Deployable Definition
10 minute read
Phase 2 - Pipeline
Definition
A deployable definition is the set of automated quality criteria that every artifact must satisfy before it is considered ready for production. It is the pipeline’s answer to the question: “How do we know this is safe to deploy?”
This is not a checklist that a human reviews. It is a set of automated gates - executable validations built into the pipeline - that every change must pass. If the pipeline is green, the artifact is deployable. If the pipeline is red, it is not. There is no ambiguity, no judgment call, and no “looks good enough.”
Why It Matters for CD Migration
Without a clear, automated deployable definition, teams rely on human judgment to decide when something is ready to ship. This creates bottlenecks (waiting for approval), variance (different people apply different standards), and fear (nobody is confident the change is safe). All three are enemies of continuous delivery.

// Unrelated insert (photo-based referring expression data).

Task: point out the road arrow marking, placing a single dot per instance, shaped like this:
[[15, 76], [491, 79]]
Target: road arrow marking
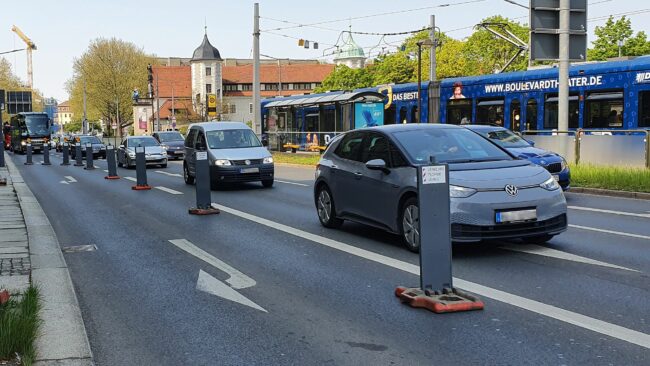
[[237, 279], [211, 285]]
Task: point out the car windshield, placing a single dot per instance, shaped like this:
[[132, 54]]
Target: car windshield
[[142, 141], [170, 136], [507, 138], [448, 145], [232, 139]]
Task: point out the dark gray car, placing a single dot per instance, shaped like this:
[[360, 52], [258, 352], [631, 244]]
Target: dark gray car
[[369, 176]]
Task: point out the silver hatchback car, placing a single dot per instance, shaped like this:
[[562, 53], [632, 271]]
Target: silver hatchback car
[[369, 176]]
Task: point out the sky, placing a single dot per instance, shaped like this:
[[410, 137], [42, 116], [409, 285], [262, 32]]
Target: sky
[[63, 29]]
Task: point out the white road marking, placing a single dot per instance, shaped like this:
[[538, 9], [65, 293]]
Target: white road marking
[[294, 183], [553, 253], [169, 174], [610, 232], [168, 190], [237, 279], [211, 285], [621, 213], [583, 321]]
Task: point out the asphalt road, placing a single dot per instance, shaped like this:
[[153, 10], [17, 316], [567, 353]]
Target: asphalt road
[[327, 295]]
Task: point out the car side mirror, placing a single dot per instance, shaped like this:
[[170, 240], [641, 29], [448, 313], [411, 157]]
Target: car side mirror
[[377, 164]]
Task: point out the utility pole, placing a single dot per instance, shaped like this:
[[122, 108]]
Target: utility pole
[[563, 92], [257, 115]]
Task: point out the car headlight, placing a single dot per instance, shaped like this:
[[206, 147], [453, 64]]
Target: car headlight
[[222, 162], [550, 184], [460, 192]]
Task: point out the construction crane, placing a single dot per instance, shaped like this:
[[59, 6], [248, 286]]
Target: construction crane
[[30, 47]]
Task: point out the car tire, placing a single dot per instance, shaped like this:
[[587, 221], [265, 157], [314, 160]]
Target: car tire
[[409, 222], [186, 175], [325, 208]]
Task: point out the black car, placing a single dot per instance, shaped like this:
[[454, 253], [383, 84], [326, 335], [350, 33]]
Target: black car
[[172, 142]]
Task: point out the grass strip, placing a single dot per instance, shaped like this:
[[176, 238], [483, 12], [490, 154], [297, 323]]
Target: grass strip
[[19, 325], [617, 178]]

During a CD migration, the deployable definition replaces manual approval processes with automated confidence. It is what allows a team to say “any green build can go to production” - which is the prerequisite for continuous deployment.
Key Principles
The definition must be automated
Every criterion in the deployable definition is enforced by an automated check in the pipeline. If a requirement cannot be automated, either find a way to automate it or question whether it belongs in the deployment path.
The definition must be comprehensive
The deployable definition should cover all dimensions of quality that matter for production readiness:
Security
- Static Application Security Testing (SAST) - scan source code for known vulnerability patterns
- Dependency vulnerability scanning - check all dependencies against known vulnerability databases (CVE lists)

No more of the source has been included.